Two years ago Ashgar Farhadi gifted the world with a dazzling movie titled A Separation. Winning every award in sight, it announced the filmmaker to an audience he didn’t previously have, like myself. So when it was announced that the director would have his follow up film The Past at AFI I rushed out to have the opportunity to see the flick. While the movie doesn’t reach the operatic heights of his prior film, The Past is still a solid movie.
The Past is a movie about so much, but I’ll try to summarize it for you here. Ahmad (Ali Mossaffa), an Iranian man, travels back to Paris after four years away to finalize the divorce proceedings with his wife Marie (Berenice Bejo). When he arrives, he find things to be a bit more unstable than he probably expected with the addition of the new relationship Marie has developed with Samir (Tahar Rahim), a Arab man who has a temperamental son Fouad (Elyes Aguis) and a wife who is in a coma. If that wasn’t enough, Marie’s eldest daughter is openly rebelling because of her disdain for the new man in her mother’s life. It is from there that the relationships begin to twist and secrets begin to pour out that threaten the fabric of everyone’s lives.
One thing Farhadi manages to do well in this film is that he plays in the margins of the human experience. Relationship dramas often tread familiar territory, but he manages to put his stamp on the genre with his smart screenplay and deft visual eye. The opening sequence at the airport where neither Ahmad or Marie can hear each other explains so much of what we’ll deal with later in the film. As the movie went on Farhadi found interesting ways to block the action to maximize the words he wrote and the actors performances. I mean the movie gets really messy, in a good way, as the close confines begin to really affect the character and Farhadi stages it for maximum hurt without judging.
The script, while managing to create some engaging plots, becomes a bit too reliant on twists near the end and gets bogged down by its many interesting elements that if feels 15 minutes longer than it is. The messiness that so suits the film early on turns problematic once Samir’s wife and the reasons behind her coma get explored.

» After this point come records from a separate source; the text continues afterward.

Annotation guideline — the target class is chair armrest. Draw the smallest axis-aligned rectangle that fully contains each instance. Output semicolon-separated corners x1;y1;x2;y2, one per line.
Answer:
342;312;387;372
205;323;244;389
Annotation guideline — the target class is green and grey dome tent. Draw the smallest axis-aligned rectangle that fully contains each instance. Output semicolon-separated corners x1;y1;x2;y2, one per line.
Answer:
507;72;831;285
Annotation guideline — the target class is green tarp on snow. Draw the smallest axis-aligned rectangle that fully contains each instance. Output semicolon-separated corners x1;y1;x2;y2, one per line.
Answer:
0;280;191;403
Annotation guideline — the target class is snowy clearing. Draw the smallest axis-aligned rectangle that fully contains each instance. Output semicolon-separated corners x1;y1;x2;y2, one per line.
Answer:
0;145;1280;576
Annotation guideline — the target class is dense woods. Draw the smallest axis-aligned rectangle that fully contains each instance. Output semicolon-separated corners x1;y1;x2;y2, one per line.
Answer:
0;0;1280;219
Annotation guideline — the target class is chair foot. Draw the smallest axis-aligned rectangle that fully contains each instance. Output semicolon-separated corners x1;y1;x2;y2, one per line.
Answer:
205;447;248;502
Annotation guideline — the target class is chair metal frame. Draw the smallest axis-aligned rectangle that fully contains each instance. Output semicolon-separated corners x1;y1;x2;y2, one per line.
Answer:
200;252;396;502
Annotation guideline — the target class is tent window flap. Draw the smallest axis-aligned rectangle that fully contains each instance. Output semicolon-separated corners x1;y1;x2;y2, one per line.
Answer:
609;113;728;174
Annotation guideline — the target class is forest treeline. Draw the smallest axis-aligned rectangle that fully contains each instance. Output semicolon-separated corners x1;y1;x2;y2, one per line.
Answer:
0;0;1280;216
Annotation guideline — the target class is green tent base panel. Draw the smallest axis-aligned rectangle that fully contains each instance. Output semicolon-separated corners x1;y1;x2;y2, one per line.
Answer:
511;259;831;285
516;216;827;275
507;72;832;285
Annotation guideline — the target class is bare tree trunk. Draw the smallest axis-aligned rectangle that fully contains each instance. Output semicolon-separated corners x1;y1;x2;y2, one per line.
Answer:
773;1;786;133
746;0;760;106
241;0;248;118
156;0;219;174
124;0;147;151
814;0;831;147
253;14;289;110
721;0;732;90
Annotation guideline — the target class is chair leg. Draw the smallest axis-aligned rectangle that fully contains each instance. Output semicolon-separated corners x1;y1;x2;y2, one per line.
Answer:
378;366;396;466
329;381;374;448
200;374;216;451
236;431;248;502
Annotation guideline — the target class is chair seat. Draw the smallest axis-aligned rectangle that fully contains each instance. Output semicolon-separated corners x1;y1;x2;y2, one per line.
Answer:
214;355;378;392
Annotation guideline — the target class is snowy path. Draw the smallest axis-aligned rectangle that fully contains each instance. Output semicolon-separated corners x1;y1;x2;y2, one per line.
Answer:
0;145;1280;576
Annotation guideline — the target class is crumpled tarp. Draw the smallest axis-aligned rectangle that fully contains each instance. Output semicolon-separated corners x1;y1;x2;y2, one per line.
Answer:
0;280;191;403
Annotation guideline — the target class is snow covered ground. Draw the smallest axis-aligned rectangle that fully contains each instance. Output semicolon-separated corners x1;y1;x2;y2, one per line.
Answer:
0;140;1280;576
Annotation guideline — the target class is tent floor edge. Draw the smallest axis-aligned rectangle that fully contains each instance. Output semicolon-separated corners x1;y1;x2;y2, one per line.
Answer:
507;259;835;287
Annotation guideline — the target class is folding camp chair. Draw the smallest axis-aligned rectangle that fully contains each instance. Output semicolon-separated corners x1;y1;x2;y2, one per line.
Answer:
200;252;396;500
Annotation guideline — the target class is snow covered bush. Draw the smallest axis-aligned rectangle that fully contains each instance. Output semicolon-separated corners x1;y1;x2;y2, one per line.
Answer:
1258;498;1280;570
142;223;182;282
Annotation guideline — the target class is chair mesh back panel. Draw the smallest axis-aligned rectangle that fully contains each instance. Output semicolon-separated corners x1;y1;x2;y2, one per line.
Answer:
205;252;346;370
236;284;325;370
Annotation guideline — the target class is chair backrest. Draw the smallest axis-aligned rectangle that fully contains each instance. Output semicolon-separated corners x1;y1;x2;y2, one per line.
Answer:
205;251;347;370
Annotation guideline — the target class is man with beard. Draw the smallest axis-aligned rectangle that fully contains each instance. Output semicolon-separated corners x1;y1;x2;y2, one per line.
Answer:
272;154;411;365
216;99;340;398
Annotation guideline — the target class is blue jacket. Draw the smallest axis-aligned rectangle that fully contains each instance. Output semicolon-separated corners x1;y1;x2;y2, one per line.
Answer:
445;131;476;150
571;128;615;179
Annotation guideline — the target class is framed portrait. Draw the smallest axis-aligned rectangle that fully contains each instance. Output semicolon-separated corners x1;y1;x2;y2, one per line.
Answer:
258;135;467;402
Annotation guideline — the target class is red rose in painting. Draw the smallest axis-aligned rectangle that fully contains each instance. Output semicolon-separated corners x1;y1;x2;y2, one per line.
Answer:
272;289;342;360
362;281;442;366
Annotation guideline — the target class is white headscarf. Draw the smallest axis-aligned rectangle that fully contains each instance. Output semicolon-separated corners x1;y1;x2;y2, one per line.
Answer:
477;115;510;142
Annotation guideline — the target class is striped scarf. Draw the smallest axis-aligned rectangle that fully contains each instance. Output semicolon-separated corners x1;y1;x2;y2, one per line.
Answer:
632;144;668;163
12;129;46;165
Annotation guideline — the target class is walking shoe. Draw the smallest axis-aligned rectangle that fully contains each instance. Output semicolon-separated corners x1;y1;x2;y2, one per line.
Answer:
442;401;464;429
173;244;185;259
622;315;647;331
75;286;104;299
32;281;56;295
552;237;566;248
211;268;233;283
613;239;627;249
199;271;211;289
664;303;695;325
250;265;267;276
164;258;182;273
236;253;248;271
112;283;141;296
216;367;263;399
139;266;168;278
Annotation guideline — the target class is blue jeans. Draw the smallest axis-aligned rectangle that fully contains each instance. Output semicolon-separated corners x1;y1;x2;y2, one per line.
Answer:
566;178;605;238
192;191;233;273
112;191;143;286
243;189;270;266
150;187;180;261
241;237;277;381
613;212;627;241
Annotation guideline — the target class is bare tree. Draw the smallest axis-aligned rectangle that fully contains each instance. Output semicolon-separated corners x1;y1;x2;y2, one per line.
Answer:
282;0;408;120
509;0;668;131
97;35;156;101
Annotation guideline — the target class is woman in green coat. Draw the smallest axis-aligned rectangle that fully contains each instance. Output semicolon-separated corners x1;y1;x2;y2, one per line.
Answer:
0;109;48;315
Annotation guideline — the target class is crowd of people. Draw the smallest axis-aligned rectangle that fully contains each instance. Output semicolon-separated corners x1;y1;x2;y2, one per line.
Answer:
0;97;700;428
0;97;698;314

Farhadi yet again manages to pull just what he needs from his actors. And what he seems to need is dynamically amazing performances. Berenice Bejo, Oscar nominated for her role in The Artist, is inhabiting a much less glamorous role here and tears into it with relish. Her Marie is a woman trying to have her cake and eat it too, without being overt about it. The more the events weighed on the character the more I began to appreciate just how layered she made Marie. Standing up to her is Ali Mossaffa who does more with silence than most performs do with dialogue. He’s playing the moral compass in the film, despite what one would expect, and manages to be both above the fray and willing to play in the mess. Tahar Rahim is solid as Samir, but I felt that Farhadi should have let him go a bit further with his coiled intensity and lash out a bit more.
The star of this movie however is Pauline Burlet, who plays the reblious daughter Lucie. Being a dead ringer for Marion Cotillard, the young actress manages to conjure up petulance without being annoying and manages to convey a sense of shattered innocence that doesn’t ring untrue. The more she gets involved in the story the better the movie becomes.
All in all, The Past is a solid, if slightly problematic movie that manages to entertain for the full running time.